3. Infrastruktur Dasar
Thailand kekurangan pembangunan infrastruktur dasar yang baik.
Banyak proyek yang rusak dan tidak selesai pada waktunya.
Sekarang, banyak jalan dan bangunan dibangun, dan semua bentuk transportasi telah direnovasi.
Banyak peralatan listrik digunakan untuk memonitor aliran manusia dan modal.
GIZ (Kerjasama Teknis Jerman) misalnya memberikan dukungan teknis dan keuangan untuk memetakan semua moda transportasi umum di Thailand dan wilayah lain di negara ini.
Selain itu, USAID, UNEP, UNDP, dan FAO memberikan dukungan dalam pengembangan di setiap aspek terutama kebijakan dan perencanaan.
4. Pendidikan Dasar yang Buruk
Seperti yang Anda ketahui, pendidikan adalah sumber utama untuk mobilitas sosial.
Orang yang diajar cenderung memotivasi diri sendiri dan menolak stres dan ketegangan.
Di Thailand, hampir semua guru tidak terlatih untuk mengajar mata pelajaran tertentu sehingga tidak tahu bagaimana menerapkan pengetahuan yang ada ke dalam konteks yang benar.

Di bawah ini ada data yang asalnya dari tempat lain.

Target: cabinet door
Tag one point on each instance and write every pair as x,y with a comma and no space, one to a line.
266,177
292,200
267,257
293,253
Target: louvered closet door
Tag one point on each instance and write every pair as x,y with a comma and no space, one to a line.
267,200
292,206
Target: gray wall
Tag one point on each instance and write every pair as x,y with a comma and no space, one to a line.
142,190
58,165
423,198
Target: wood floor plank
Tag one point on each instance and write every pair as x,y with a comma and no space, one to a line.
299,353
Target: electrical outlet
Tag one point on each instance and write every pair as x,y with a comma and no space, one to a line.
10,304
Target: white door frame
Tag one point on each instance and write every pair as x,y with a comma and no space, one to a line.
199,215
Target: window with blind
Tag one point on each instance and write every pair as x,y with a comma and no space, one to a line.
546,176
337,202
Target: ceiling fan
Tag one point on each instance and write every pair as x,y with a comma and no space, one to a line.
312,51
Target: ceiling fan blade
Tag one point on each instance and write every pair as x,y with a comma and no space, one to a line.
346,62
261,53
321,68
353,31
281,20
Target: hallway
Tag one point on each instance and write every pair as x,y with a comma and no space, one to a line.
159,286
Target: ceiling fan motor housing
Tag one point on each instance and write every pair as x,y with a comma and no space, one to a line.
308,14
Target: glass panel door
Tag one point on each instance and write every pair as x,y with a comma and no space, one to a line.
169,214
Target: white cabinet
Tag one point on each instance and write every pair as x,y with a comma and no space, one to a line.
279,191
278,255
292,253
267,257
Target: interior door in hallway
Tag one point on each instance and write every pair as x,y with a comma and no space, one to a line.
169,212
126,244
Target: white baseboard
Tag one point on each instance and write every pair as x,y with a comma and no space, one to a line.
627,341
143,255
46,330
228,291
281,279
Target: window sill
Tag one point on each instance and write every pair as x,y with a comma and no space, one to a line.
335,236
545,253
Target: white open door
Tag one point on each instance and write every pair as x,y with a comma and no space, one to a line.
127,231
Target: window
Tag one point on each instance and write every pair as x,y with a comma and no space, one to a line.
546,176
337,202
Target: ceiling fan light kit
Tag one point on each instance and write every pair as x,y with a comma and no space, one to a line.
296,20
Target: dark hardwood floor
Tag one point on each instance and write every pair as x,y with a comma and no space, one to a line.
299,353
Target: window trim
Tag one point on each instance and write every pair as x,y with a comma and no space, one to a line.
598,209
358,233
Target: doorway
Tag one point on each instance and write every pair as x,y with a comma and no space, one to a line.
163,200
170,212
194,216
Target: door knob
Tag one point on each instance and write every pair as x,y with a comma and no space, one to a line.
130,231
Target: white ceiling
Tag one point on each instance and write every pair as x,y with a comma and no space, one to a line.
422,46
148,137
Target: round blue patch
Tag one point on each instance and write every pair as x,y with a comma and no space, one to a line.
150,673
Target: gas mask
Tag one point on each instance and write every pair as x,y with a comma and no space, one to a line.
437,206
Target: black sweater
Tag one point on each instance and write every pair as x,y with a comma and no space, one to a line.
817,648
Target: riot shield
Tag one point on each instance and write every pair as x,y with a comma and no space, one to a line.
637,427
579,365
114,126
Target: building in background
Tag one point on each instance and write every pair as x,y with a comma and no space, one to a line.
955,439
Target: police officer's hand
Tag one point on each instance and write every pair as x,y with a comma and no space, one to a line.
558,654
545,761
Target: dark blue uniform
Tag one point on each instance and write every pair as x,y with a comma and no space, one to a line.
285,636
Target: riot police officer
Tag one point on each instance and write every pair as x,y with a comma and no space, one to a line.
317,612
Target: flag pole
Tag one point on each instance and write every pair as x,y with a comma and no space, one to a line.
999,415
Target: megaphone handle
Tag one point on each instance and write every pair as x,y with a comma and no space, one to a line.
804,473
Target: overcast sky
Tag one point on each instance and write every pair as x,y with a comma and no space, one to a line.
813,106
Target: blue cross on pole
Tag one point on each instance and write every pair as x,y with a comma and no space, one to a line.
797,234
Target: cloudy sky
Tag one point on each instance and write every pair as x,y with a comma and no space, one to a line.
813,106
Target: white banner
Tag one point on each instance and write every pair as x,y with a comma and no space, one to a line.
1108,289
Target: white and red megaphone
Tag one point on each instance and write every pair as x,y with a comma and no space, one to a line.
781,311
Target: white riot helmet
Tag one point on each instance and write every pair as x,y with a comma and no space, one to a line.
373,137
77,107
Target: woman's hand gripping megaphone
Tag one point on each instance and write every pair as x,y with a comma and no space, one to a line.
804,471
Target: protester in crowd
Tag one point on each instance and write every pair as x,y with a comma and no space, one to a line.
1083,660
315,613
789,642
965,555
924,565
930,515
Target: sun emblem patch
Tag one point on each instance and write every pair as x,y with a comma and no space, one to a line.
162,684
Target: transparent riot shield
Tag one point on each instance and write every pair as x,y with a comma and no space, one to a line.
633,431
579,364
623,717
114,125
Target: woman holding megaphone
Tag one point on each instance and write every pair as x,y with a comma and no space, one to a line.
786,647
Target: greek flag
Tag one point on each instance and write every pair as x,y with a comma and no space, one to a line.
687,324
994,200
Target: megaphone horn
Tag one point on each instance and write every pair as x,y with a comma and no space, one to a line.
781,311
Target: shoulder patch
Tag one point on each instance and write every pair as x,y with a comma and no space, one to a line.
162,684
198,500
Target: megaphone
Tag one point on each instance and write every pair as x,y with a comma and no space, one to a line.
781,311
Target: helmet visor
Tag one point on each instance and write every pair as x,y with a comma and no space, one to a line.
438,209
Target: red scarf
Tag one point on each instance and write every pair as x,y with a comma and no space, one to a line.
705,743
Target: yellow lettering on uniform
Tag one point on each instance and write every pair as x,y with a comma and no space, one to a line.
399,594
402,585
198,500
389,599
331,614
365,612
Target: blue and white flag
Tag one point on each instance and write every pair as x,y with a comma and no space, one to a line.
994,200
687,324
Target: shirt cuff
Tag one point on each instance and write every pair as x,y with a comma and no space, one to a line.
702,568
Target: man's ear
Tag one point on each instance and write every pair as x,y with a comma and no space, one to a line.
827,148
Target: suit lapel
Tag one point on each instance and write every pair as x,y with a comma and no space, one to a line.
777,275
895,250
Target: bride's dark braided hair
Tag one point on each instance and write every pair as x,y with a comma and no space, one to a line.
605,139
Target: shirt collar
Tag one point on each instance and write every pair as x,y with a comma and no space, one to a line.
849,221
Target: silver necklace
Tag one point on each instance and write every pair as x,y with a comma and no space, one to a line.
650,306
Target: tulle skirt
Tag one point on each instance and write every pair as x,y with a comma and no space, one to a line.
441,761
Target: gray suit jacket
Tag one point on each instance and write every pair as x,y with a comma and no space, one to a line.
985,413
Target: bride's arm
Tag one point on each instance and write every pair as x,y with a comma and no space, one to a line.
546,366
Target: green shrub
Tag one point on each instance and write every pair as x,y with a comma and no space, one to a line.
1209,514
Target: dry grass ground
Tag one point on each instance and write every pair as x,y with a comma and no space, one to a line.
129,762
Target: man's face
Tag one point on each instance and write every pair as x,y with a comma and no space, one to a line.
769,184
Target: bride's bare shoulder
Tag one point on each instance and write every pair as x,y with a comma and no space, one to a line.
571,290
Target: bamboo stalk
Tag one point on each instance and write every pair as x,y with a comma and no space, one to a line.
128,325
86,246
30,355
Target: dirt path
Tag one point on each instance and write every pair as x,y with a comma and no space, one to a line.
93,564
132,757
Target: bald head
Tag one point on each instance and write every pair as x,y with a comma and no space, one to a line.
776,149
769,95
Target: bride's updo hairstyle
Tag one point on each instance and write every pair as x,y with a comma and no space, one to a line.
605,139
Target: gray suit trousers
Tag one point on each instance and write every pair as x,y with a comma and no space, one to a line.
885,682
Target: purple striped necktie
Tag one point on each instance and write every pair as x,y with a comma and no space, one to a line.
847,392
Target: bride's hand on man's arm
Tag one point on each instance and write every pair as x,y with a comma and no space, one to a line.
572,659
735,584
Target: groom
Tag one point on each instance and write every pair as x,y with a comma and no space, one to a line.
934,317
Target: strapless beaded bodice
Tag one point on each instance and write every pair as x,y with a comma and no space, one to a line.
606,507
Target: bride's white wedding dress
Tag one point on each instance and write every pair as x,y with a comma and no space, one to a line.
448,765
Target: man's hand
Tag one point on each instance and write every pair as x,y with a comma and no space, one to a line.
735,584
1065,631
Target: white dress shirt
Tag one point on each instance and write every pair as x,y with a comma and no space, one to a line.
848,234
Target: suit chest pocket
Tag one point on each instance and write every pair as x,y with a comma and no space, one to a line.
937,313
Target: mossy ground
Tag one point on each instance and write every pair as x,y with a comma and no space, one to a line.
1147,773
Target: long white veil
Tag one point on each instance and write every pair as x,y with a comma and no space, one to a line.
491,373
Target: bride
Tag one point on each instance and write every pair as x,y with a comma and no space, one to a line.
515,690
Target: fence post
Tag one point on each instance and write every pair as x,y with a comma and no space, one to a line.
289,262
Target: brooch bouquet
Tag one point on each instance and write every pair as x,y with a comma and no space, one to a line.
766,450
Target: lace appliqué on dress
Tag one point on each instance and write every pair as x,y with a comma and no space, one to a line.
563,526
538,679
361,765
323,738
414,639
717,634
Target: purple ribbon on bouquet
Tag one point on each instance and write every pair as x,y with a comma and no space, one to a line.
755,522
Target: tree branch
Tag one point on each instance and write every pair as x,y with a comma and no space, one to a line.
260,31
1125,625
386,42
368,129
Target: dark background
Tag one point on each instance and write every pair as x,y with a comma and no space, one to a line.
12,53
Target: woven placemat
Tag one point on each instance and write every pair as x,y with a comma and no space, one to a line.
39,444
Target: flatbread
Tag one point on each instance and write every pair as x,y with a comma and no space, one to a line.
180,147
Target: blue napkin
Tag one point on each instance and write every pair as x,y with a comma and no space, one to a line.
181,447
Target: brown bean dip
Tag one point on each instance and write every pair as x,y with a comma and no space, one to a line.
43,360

Ada beberapa kesenjangan antara "guru, siswa dan masyarakat".
Rendall Koh dari Quora yang bekerja di perusahaan Jepang juga ikut memberikan komentarnya.
Rendall mengatakan Thailand tidak benar-benar miskin tetapi distribusi kekayaan memanglah tidak seimbang.
"Inflasi juga merupakan masalah."
"Keadaan semakin mahal tetapi gaji menjadi stagnan."
"Anda juga akan melihat sekelompok orang yang berpendidikan sangat rendah yang mungkin tidak dapat memperoleh pekerjaan sama sekali," katanya.(*)
Artikel ini telah tayang di Intisari Online dengan judul Negara Tetangga Indonesia Ini Kini Masuk dalam Daftar Negara Miskin, Kok Bisa?